Results: In the BALF of children with SCAP complicated with pleural effusion (PE), the levels of IL-18, the IL-18/IL-38 ratio, and the IL-33 level were significantly elevated (P < 0.05). Furthermore, the receiver operating characteristic (ROC) curve indicated that these three markers have strong predictive efficacy for diagnosing SCAP complicated with PE. The levels of members of the IL-1 family, including IL-1α, IL-1β, IL-1Ra, IL-18, and IL-33, and their associated ratios significantly differed across different pathogen groups (P < 0.05). IL-36α and the IL-36α/IL-38 ratio differed significantly between the Haemophilus influenzae (Hi)-positive and -negative groups (P < 0.0001 and 0.0048), with lower levels in the Hi-positive group.
Conclusion: IL-18, IL-33, and IL-38 in BALF may serve as effective markers for predicting the development of PE in pediatric SCAP patients. Additionally, respiratory tract colonization by Hi may diminish the production of specific proinflammatory cytokines, including IL-18, IL-33, and IL-36α, during SCAP.
1 Introduction
Community-acquired pneumonia is an infection of the lung parenchyma acquired in the community that presents with symptoms and signs of lung infection. It is among the most common causes of hospitalization for children in developed countries (1) and is a major contributor to child mortality in developing nations (2, 3). The incidence of severe community-acquired pneumonia (SCAP) is closely associated with factors such as immune imbalance and cytokine secretion dysregulation, with an excessively dysregulated immune inflammatory response playing a key role in the pathogenesis of SCAP (4). Consequently, early identification of biomarkers that can predict complications in children with SCAP and rapidly identify pathogens is vital for the clinical diagnosis and treatment of SCAP.

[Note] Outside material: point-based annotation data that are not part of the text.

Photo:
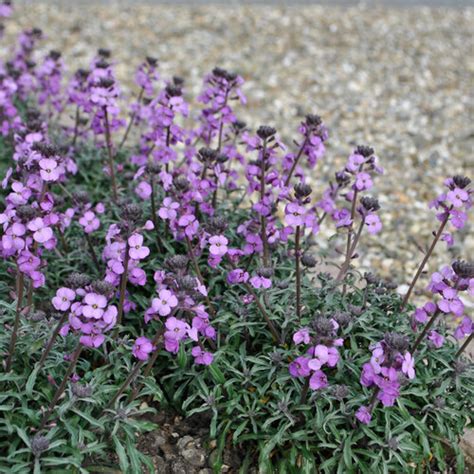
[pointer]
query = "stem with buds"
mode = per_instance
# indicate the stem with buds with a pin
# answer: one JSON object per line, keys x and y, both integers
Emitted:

Research highlights the crucial role of the IL-1 family in innate immune responses and the development of adaptive responses against invading pathogens, which serve as the primary defense against these threats (5). Their release in the bloodstream is regarded as an early marker of sepsis, aiding in the identification of patients at increased risk of adverse outcomes (6). Furthermore, the IL-1 family is closely associated with abnormal inflammation and significant immune-mediated diseases (5), comprising 11 cytokines with analogous structures and receptor-binding patterns (7, 8), and the IL-1 family engages with a total of 10 receptors and coreceptors. Studies have demonstrated that alterations in multiple IL-1 family cytokines are closely associated with the onset and progression of pulmonary and inflammatory diseases (5, 9, 10). Huang et al. (11) reported that in COVID-19 patients, the levels of circulating inflammatory cytokines of the IL-1 family and secondary cytokines such as IL-6 (known as a cytokine storm) are significantly increased. However, research on the relationship between the IL-1 family and SCAP remains rare, with most studies relying on blood samples. In contrast, cytokine levels in BALF can more accurately reflect pulmonary lesions. Bronchoscopy to obtain BALF for pertinent examinations can facilitate SCAP recovery, etiological analysis, and pathogen detection (12). Owing to the strong local response, alterations in cytokines from BALF are more indicative of disease prognosis.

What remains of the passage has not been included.